Example 2: F and his cousin, D , are equal shareholders in an S corporation that owns an apartment building in Las Vegas. D lives in Las Vegas, while F lives in Dallas. D makes all management decisions about the rental property. She inspects it on a regular basis and collects all rents. F has had no contact with the property since he invested in it several years ago.
Both F and D meet the ownership test under Sec. 469(i)(6). However, since F has had no contact with the property and makes no management decisions, he does not actively participate in the rental property. Because D makes all management decisions, she actively participates in the rental property.
Limits on the Allowance
A taxpayer who owns rental real estate through an interest in a limited partnership will not be considered to actively participate in the rental real estate activity for the $25,000 offset (Sec. 469(i)(6)(C)).
Furthermore, the $25,000 maximum amount that can be deducted from nonpassive income is reduced by 50% of the amount by which the taxpayer’s modified adjusted gross income (AGI) exceeds $100,000 (Sec. 469(i)(3)(A)). Therefore, the $25,000 is totally phased out when the taxpayer’s modified AGI reaches $150,000.
Modified AGI is AGI that is calculated without considering IRA deductions, interest deductions on higher education loans, deductions for domestic production activities, tuition and fees deduction, taxable Social Security benefits, or any passive losses allowed under the exception for real estate professionals, and adding back income excluded for U.S. savings bond interest used for higher education expenses and employer-provided adoption assistance programs (Sec. 469(i)(3)(F)). Special rules apply to married taxpayers filing separately (Sec. 469(i)(5)).
Maximizing the Available Allowance
To properly plan for the allowance, a taxpayer should analyze his or her active rental real estate activities and projected income and losses, and estimate his or her AGI, before year end.
Because the $25,000 loss allowance begins being phased out when modified AGI exceeds $100,000 and is completely phased out when modified AGI exceeds $150,000, taxpayers with income within or around this range can maximize the allowance with careful tax planning.
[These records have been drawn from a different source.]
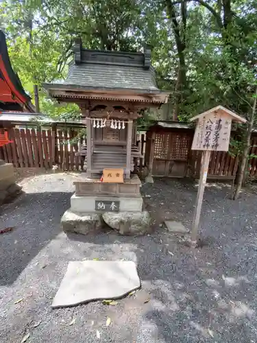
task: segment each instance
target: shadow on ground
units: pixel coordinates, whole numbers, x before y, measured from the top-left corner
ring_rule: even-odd
[[[69,207],[72,193],[23,193],[1,207],[0,228],[13,227],[0,235],[0,285],[12,283],[51,239],[60,232],[60,219]]]

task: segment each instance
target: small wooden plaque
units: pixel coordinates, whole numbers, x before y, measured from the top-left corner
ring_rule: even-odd
[[[106,168],[103,171],[103,182],[124,183],[124,170],[121,168]]]

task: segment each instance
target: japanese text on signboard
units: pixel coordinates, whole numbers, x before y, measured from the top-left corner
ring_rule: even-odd
[[[95,209],[106,212],[118,212],[119,201],[95,200]]]
[[[193,141],[193,150],[228,151],[231,119],[211,113],[198,120]]]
Because the phaseout is AGI-sensitive, only strategies that either increase above-the-line deductions or shift income from one year to another will affect the deduction.
Strategies that reduce AGI may help increase the allowable deduction when taxpayers are subject to the phaseout. Deductible contributions to Keogh and SEP retirement plans may help self-employed taxpayers reduce their AGI. Investing in tax-exempt securities or investments that defer income to later years (e.g., short-term CDs and Treasury bills) will also reduce AGI. Similarly, self-employed taxpayers using the cash method can shift income from one year to another by timing when they bill and collect revenue.
Albert Ellentuck is of counsel with King & Nordlinger, L.L.P., in Arlington, VA.